There’s something irrevocably odd about Lars Lindstrom. He seems to be the consummate loner. Completely willing and able to see people no more than he needs to, while always being friendly to those he does see. He’s a good worker and a church-goer. He lives in a run-down garage next to his parents old house, where his brother and wife live. He seems in no hurry to find a girlfriend, but as he tells the nice lady at church, he’s not gay.
And one day, Lars receives a very large package. That evening, he knocks on his brothers door to report—with a wide grin on his face—that he has someone over. Relieved as they are, his brother and his wife willingly offer to let the girl stay in their house. They even have new towels she can use to bathe.
It’s when they finally meet Bianca that they’re appalled to learn that the Brazilian emigre isn’t real, but an inanimate doll. Worse still, she’s clearly meant primarily to fulfill the sexual pleasures of lonely men like Lars.
And so it begins. I could go on, but I’d likely end up gleefully—and poorly—reporting the whole story. There’s no question that Lars is, as they used to say, touched. But whether for good or ill, to what effect on him and the small New England town in which he lives, I’ll not say.
I’ll merely say that Lars and the Real Girls is one of those stories I could tell, from first explanation, I’d be rather enamored with. The posing of difficult philosophical questions—what is reality? what is living? what is loneliness? what is community? what is maturity?—through the device of mild absurdity is one of my oldest favorites.

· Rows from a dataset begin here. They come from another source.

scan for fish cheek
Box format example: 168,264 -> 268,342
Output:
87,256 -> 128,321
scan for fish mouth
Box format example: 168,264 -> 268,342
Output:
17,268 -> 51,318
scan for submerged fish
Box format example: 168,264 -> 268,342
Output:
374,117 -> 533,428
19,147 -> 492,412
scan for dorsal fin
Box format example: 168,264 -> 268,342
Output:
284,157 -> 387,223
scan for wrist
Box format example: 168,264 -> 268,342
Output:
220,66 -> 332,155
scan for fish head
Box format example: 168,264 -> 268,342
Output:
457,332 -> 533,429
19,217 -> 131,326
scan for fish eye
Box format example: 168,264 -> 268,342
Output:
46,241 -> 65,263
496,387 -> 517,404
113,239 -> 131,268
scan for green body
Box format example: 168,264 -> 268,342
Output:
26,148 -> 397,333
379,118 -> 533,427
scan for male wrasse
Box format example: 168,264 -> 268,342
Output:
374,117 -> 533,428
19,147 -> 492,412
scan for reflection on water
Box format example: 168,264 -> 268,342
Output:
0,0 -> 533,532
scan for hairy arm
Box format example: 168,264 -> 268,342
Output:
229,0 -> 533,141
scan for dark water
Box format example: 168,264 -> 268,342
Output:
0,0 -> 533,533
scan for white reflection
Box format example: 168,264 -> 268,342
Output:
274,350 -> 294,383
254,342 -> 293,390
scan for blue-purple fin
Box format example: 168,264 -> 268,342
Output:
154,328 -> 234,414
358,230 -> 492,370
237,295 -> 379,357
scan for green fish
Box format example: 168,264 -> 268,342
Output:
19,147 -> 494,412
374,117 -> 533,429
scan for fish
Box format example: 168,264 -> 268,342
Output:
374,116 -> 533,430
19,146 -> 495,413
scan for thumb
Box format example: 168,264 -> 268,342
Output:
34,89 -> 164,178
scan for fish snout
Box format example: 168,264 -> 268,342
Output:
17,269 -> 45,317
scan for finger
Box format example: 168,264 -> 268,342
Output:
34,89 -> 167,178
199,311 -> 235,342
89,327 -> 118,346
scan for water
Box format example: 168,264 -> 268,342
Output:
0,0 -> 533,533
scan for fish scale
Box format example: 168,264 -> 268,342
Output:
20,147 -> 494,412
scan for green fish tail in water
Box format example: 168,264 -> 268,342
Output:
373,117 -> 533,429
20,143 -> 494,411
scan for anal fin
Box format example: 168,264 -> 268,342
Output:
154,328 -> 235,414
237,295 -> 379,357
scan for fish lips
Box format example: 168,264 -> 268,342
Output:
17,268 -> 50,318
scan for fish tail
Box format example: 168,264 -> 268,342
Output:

If, unlike me, you find the whole idea rather pointlessly absurd, I cannot speak to your view of the film. It’s unquestionable that the film requires more than one suspension of disbelief to be taken quite as seriously as it takes itself.
But if you can take the leap and accept Bianca as a real girl, you’re in for a rather enjoyable ride. A ride that offers for your consideration whole reams of questions about what it means to grow up, what it means to be responsible, and what it means to be real. Lars and the Real Girl doesn’t explicitly offer the answers to these questions, but the way it asks the questions is better than most things I’ve seen before.